Is modern finance more like electricity or junk food? This is, of course, the big question of the day.
If most of finance as currently organized is a form of electricity, then we obviously cannot run our globalized economy without it. We may worry about adverse consequences and potential network disruptions from operating this technology, but this is the cost of living in the modern world.
On the other hand, there is growing evidence that the vast majority of what happens in and around modern financial markets is much more like junk food--little nutritional value, bad for your health, and a hard habit to kick.
The issue is not finance per se, i.e., the process of intermediation between savings and investment. This we obviously need to some degree. But do we need a financial sector that now accounts 7 or 8 percent of GDP? (For numbers over time, see slide 19 in my June presentation.)
As far as we know, finance was about 1 or at most 2 percent of GDP during the heyday of American economic innovation and expansion--say from 1850. The financial system of the nineteenth century worked well, in terms of mobilizing capital for new enterprises.
Those banks had much higher capital-asset ratios than we have today. Even the dominant players were smaller in absolute terms and relative to the economy--JP Morgan, at his peak, employed less than 100 people.
No one is suggesting we go back to the nineteenth century (although abolishing our central bank would certainly have undesirable consequences in that direction). But is it really healthy--or even sustainable--to have a finance sector as large as what we face today? (It is surely not a good idea for finance to account for 40 percent of total corporate profits, see slide 16--such performance, in an intermediate input sector, suggests someone else in the economy is being severely squeezed.)
There is a great deal of research that finds finance is positively correlated with growth, but this work has a couple of serious limitations--if you want to derive any robust implications for policy.
First, it is about the amount of financial aggregates (e.g., money or credit, relative to GDP) rather than the share of financial sector GDP in total GDP. I know of no evidence that says you are better off with a financial sector at 8 percent rather than, say, 4 percent of GDP.
Second, the research shows correlations not causation.
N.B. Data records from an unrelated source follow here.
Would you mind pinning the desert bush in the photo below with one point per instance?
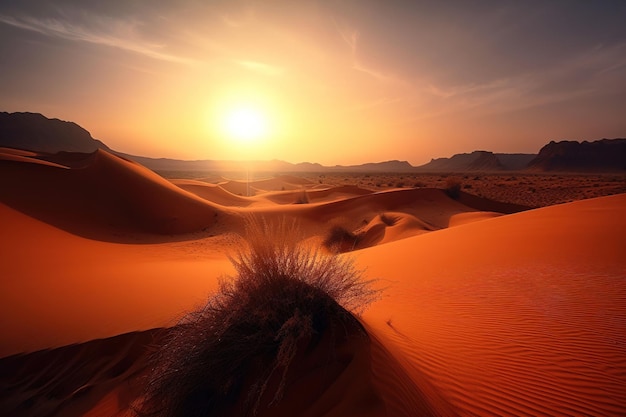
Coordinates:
(233, 355)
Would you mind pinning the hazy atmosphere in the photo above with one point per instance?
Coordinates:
(329, 82)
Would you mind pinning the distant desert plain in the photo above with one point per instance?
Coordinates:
(494, 293)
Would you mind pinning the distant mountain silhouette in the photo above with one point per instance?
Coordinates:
(600, 155)
(478, 161)
(35, 132)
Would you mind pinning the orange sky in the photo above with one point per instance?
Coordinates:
(338, 82)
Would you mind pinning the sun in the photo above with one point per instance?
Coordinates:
(245, 124)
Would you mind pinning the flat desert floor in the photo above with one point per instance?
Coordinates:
(500, 294)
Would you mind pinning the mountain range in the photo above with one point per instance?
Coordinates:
(35, 132)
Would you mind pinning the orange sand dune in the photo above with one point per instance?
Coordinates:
(518, 315)
(315, 195)
(253, 187)
(213, 193)
(18, 155)
(523, 314)
(106, 200)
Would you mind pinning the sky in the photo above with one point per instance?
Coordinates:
(333, 82)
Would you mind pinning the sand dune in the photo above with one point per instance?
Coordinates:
(106, 200)
(519, 314)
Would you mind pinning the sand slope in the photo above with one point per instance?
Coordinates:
(523, 314)
(519, 315)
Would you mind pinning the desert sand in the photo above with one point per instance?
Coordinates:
(486, 308)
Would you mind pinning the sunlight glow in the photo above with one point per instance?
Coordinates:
(245, 124)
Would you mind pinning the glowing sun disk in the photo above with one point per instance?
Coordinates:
(245, 124)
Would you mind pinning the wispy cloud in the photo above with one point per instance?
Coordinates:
(351, 38)
(262, 68)
(119, 34)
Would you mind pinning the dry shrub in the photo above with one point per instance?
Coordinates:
(234, 354)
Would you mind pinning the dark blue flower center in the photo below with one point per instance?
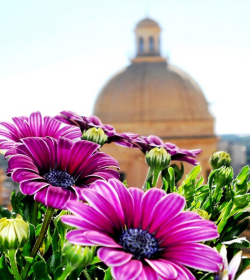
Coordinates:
(59, 179)
(140, 243)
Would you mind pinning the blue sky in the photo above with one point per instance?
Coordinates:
(56, 55)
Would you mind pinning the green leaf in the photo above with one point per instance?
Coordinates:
(235, 231)
(54, 262)
(40, 270)
(241, 201)
(164, 184)
(32, 238)
(16, 202)
(55, 240)
(108, 275)
(239, 243)
(4, 212)
(245, 262)
(95, 260)
(58, 272)
(29, 259)
(4, 270)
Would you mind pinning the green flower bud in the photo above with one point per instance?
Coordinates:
(78, 256)
(96, 135)
(158, 159)
(220, 159)
(14, 233)
(223, 176)
(202, 213)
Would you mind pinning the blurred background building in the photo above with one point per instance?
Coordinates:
(153, 97)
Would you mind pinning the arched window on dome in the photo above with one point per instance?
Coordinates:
(141, 44)
(151, 44)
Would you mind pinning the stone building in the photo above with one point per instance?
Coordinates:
(153, 97)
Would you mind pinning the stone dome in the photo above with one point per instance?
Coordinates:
(151, 91)
(147, 22)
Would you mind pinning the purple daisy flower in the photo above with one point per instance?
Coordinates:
(143, 236)
(33, 126)
(85, 123)
(55, 171)
(152, 141)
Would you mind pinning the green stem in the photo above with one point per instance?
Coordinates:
(86, 275)
(35, 212)
(68, 269)
(150, 172)
(12, 257)
(46, 222)
(156, 177)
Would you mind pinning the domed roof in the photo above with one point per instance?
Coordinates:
(147, 22)
(151, 92)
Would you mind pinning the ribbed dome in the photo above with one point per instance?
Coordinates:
(151, 92)
(147, 22)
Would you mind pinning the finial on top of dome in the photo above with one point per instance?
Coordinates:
(147, 34)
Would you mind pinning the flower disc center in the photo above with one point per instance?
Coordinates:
(140, 243)
(59, 178)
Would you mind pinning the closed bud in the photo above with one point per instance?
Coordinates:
(78, 256)
(223, 176)
(96, 135)
(202, 213)
(14, 233)
(158, 159)
(220, 159)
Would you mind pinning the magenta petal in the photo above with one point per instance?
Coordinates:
(106, 174)
(191, 234)
(77, 237)
(39, 151)
(113, 257)
(107, 191)
(194, 250)
(52, 144)
(148, 202)
(36, 123)
(129, 271)
(195, 261)
(126, 201)
(19, 176)
(12, 129)
(163, 268)
(76, 222)
(80, 150)
(21, 162)
(41, 195)
(165, 210)
(57, 197)
(148, 273)
(103, 206)
(183, 273)
(101, 239)
(63, 153)
(185, 218)
(32, 187)
(137, 195)
(89, 214)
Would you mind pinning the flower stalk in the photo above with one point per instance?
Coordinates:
(12, 258)
(46, 222)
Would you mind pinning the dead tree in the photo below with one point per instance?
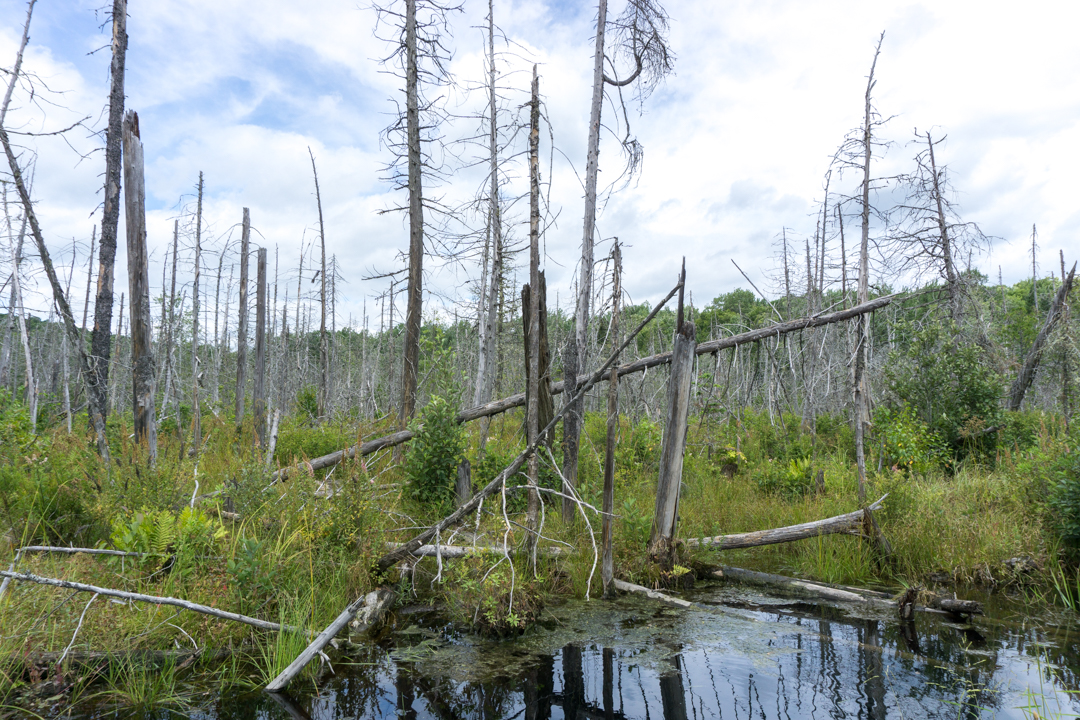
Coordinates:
(1027, 370)
(245, 235)
(639, 32)
(324, 353)
(607, 564)
(258, 392)
(669, 485)
(144, 372)
(100, 341)
(196, 411)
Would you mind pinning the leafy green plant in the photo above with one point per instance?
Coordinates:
(434, 453)
(908, 444)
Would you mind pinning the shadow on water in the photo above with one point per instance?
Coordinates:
(737, 654)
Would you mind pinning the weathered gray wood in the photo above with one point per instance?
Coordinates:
(517, 401)
(850, 524)
(258, 392)
(1026, 375)
(375, 603)
(463, 487)
(245, 235)
(607, 558)
(176, 602)
(144, 370)
(669, 485)
(196, 410)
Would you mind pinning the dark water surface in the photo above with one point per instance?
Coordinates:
(740, 655)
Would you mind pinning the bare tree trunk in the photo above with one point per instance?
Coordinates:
(669, 485)
(196, 411)
(19, 311)
(585, 271)
(532, 411)
(861, 383)
(324, 352)
(412, 350)
(86, 370)
(100, 341)
(1027, 370)
(258, 394)
(607, 565)
(144, 372)
(242, 324)
(950, 275)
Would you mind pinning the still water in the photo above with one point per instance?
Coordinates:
(739, 654)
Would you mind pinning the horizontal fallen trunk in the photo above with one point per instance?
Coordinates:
(512, 402)
(455, 552)
(850, 524)
(138, 597)
(372, 606)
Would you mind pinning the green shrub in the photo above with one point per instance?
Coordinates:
(908, 444)
(434, 454)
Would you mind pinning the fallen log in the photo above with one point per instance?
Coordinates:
(138, 597)
(374, 606)
(850, 524)
(512, 402)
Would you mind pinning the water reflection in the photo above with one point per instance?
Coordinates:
(747, 657)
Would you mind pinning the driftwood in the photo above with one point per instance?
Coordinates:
(516, 401)
(374, 606)
(176, 602)
(850, 524)
(1026, 375)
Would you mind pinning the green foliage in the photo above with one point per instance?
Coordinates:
(1065, 497)
(253, 574)
(791, 479)
(949, 388)
(434, 454)
(908, 444)
(160, 533)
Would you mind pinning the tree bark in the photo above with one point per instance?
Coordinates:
(100, 341)
(258, 394)
(669, 485)
(196, 411)
(607, 564)
(413, 318)
(324, 353)
(1027, 370)
(242, 323)
(144, 371)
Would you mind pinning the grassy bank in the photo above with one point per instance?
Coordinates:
(298, 552)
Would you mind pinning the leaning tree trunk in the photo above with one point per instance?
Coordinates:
(1026, 375)
(144, 374)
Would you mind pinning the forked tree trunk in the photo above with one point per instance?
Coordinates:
(144, 372)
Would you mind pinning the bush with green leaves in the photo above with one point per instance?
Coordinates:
(1065, 497)
(907, 443)
(949, 386)
(434, 453)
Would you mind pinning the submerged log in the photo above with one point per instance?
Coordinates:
(370, 608)
(850, 524)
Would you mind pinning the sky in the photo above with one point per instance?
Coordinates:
(737, 141)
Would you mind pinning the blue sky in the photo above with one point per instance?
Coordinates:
(737, 143)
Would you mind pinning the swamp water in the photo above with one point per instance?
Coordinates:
(739, 654)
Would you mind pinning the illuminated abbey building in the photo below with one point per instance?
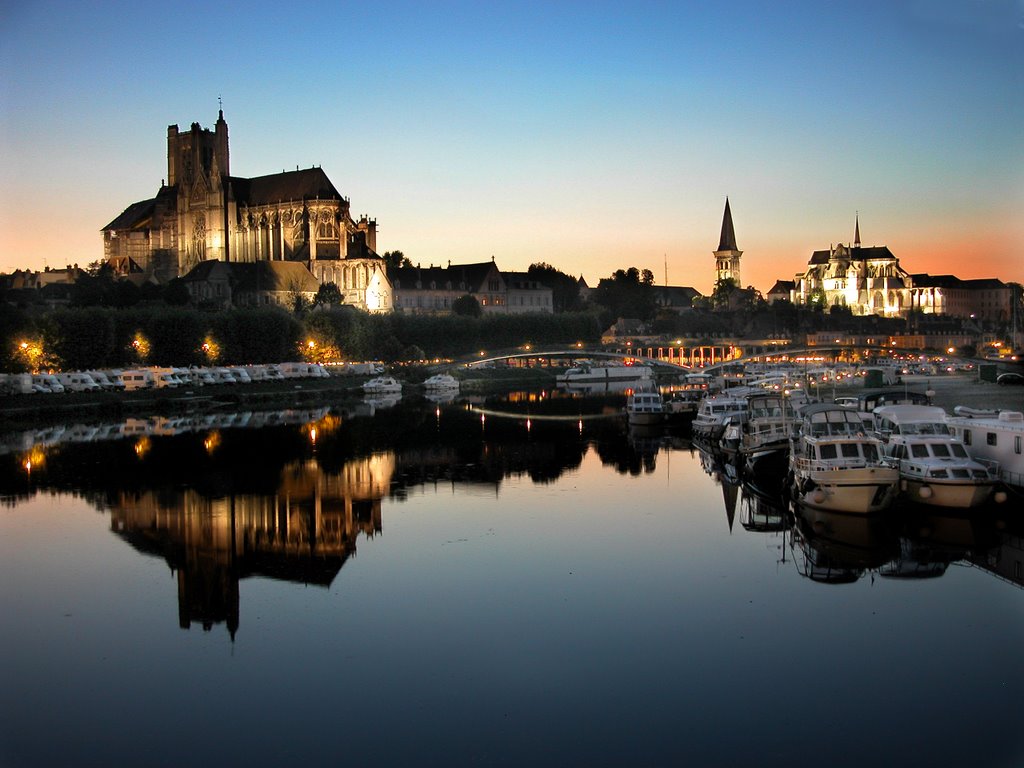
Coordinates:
(203, 213)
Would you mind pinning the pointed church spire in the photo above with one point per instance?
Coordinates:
(728, 240)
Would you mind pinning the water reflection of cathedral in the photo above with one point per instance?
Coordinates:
(305, 532)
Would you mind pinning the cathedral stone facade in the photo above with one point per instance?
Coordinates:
(204, 213)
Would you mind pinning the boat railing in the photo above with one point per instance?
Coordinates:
(806, 464)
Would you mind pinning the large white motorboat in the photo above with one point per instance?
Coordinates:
(934, 466)
(685, 399)
(645, 408)
(993, 436)
(715, 410)
(440, 382)
(593, 373)
(771, 422)
(836, 466)
(382, 385)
So all we really know is that richer countries have more financial flows relative to GDP, not that more finance raises GDP in any linear fashion. Attempts to dig into causation tend to show that financial development is not the bonanza that it is cracked up to be.
Third, we know finance can become “too big” relative to an economy. Ask Iceland.
The work in this area is still at any early stage. Given what we’ve seen over the past 12 months, which way should we lean: towards believing in the positive power of finance, until the opposite is proven; or towards being skeptical of finance in its modern form, until we see evidence that this actually makes sense?
Surely out skepticism should extend to financial innovation. Show me the evidence that this kind of innovation really adds value, socially speaking--rather than providing a very modern way to extract amazing “rents.”